The “Graphics” show (which includes other fine pieces by Luis Cruz Azaceta, Roberto Sebastian Matta and Carlos Raquel Rivera, to name a few) intends to demonstrate the Latin artist’s move from religious and cultural symbolism to a modern aesthetic influenced by non-Latin schools. The Arkansas artists exhibit draws from both wells, too: Sabrina Zarco’s art quilts use imagery of Our Lady of Guadalupe and Frida Kahlo, and while both women have generally been run into the ground lately, appearing everywhere from found-object conceptual shrines in the galleries to plastic woven shopping bags from the mercado, Zarco’s quilts, with their fastidious stitching and use of beads and appliques, are nevertheless distinctive and quality works of art.
At the other end of the spectrum, literally, are Paula Guajardo’s floating doors backlit by neon light. She gives body to line and infuses air with color — an intellectual creation that owes little, if anything, to ethnicity or Latin tradition.
The shows run through Nov. 7.
n Bryan Massey, sculpture professor at the University of Central Arkansas, has been commissioned to create a monument to the late Gov. Sid McMath for the McMath Library at 2100 John Barrow Road.

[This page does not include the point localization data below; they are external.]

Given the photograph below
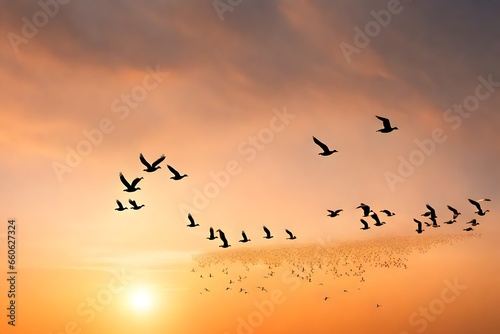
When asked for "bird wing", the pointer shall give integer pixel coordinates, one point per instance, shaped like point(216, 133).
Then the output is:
point(158, 161)
point(320, 144)
point(144, 161)
point(476, 204)
point(385, 121)
point(136, 180)
point(124, 181)
point(172, 169)
point(452, 209)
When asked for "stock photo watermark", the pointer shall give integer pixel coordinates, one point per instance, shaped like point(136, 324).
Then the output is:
point(122, 107)
point(248, 149)
point(454, 117)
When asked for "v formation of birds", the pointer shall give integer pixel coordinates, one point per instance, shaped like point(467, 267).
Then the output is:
point(131, 187)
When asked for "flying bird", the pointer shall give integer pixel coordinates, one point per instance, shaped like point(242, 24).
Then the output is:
point(387, 125)
point(191, 221)
point(120, 206)
point(455, 212)
point(365, 224)
point(212, 235)
point(131, 187)
point(222, 237)
point(177, 175)
point(419, 226)
point(151, 167)
point(268, 233)
point(291, 236)
point(366, 209)
point(134, 205)
point(326, 150)
point(388, 213)
point(478, 206)
point(334, 213)
point(244, 236)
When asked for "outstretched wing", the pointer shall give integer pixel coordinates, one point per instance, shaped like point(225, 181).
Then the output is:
point(144, 161)
point(172, 169)
point(124, 181)
point(385, 121)
point(158, 161)
point(320, 144)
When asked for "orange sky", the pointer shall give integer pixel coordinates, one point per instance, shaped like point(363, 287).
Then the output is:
point(234, 104)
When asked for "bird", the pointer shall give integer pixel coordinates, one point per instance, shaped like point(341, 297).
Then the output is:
point(326, 150)
point(366, 209)
point(131, 187)
point(478, 206)
point(334, 213)
point(120, 206)
point(387, 125)
point(377, 220)
point(223, 239)
point(212, 235)
point(268, 233)
point(151, 167)
point(388, 213)
point(191, 221)
point(419, 226)
point(365, 224)
point(177, 175)
point(134, 205)
point(292, 237)
point(455, 212)
point(244, 236)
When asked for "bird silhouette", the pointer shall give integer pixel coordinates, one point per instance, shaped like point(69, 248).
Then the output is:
point(191, 221)
point(419, 226)
point(334, 213)
point(222, 237)
point(291, 236)
point(388, 213)
point(387, 125)
point(151, 167)
point(366, 209)
point(134, 205)
point(212, 235)
point(455, 212)
point(479, 211)
point(326, 150)
point(244, 236)
point(268, 233)
point(177, 175)
point(130, 187)
point(120, 206)
point(365, 224)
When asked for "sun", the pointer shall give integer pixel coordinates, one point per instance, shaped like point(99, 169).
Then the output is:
point(141, 300)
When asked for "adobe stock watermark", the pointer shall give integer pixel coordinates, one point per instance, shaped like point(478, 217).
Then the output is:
point(420, 320)
point(88, 309)
point(454, 117)
point(31, 27)
point(363, 37)
point(222, 6)
point(247, 149)
point(122, 107)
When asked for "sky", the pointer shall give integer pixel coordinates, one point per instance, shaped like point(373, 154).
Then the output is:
point(232, 92)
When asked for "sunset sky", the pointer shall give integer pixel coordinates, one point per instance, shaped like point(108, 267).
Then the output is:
point(231, 92)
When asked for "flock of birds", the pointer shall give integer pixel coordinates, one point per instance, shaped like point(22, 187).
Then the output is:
point(326, 151)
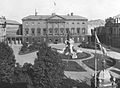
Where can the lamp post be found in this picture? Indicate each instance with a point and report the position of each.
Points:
(3, 29)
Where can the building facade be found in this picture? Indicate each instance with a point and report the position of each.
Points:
(54, 28)
(110, 33)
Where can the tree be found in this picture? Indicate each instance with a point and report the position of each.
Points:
(48, 68)
(7, 63)
(24, 74)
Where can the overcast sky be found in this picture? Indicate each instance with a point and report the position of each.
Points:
(91, 9)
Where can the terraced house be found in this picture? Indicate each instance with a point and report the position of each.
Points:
(54, 28)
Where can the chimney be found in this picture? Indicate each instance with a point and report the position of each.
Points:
(71, 14)
(53, 14)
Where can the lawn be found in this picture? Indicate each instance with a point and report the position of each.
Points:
(73, 66)
(91, 62)
(80, 56)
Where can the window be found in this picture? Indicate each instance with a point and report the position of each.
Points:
(38, 22)
(33, 31)
(44, 31)
(67, 30)
(83, 30)
(73, 31)
(26, 31)
(61, 31)
(50, 31)
(83, 22)
(56, 31)
(78, 30)
(38, 31)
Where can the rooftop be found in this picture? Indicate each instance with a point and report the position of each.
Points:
(48, 16)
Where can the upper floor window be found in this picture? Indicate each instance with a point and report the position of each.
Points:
(83, 30)
(26, 31)
(73, 30)
(61, 31)
(38, 31)
(32, 31)
(56, 31)
(67, 30)
(78, 30)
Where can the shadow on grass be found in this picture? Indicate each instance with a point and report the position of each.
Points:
(91, 62)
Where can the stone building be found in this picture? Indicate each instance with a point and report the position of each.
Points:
(54, 28)
(110, 33)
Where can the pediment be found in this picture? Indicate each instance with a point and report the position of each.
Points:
(57, 17)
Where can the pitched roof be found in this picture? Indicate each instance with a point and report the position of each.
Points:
(48, 16)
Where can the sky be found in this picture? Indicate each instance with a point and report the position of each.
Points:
(91, 9)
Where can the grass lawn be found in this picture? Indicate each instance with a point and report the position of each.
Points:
(80, 56)
(91, 62)
(73, 66)
(117, 65)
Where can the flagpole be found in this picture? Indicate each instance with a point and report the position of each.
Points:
(95, 62)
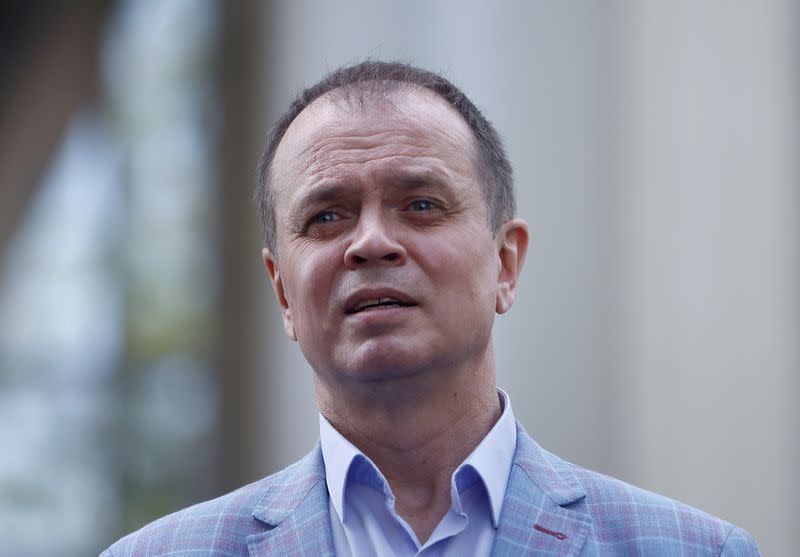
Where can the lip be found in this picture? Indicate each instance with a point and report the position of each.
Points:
(359, 296)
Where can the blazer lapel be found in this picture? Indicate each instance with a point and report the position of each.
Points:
(296, 506)
(544, 510)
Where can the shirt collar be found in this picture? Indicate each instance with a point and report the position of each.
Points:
(491, 460)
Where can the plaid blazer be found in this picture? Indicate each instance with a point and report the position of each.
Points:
(551, 507)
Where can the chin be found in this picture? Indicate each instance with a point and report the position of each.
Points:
(384, 361)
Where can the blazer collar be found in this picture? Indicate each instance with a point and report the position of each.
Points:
(544, 511)
(296, 506)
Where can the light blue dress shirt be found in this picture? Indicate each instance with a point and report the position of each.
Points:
(363, 517)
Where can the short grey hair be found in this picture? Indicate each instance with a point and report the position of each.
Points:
(496, 176)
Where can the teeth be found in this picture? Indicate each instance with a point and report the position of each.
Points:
(375, 302)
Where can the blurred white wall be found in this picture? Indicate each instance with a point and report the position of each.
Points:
(655, 336)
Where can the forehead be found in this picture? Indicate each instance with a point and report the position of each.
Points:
(339, 131)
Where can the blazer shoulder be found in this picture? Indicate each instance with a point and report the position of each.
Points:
(217, 526)
(647, 523)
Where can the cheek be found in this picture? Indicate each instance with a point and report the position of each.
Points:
(309, 284)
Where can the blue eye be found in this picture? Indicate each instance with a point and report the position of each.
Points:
(325, 217)
(421, 205)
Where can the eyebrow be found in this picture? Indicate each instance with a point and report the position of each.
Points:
(332, 190)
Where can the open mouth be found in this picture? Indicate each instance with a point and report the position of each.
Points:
(377, 303)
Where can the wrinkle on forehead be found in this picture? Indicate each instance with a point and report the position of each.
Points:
(331, 132)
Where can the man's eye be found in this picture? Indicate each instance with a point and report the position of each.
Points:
(325, 217)
(421, 205)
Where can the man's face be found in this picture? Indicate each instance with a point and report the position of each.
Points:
(386, 264)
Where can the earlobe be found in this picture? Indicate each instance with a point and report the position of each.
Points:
(512, 248)
(271, 264)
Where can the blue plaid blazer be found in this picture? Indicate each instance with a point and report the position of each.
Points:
(551, 507)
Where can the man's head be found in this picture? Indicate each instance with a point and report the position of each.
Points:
(370, 81)
(389, 262)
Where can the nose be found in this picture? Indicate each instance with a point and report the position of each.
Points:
(374, 242)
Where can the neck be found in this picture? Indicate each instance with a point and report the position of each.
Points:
(417, 430)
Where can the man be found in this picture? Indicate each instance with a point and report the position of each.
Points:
(391, 243)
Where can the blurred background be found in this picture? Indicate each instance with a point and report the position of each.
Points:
(143, 366)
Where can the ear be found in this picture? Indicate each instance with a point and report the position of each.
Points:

Massey was selected from a group of eight artists who responded to a request for proposals issued by the Central Arkansas Library System. He created a sample piece and met with members of the McMath family, who made the final decision on the commission award.
The piece Massey took to his interview with the family was a bronze medallion, forged at the UCA studio in Conway, that depicted McMath as a Marine. Massey’s working concept was a series of medallions showing the former governor in his roles as soldier, statesman and family man that would accompanying a statue of the late governor. Massey and the family will continue to meet to discuss what form the memorial will take, and Reita Miller, the library art coordinator, said the final work “will be more than just a statue. It will have a conceptual feel.”
The library has set aside $30,000 to pay the artist; another $60,000 in private funds will be raised. Massey will have a year to complete the work after his contract with CALS is signed. The McMath library is being built across the street from Parkview Arts and Science Magnet High School.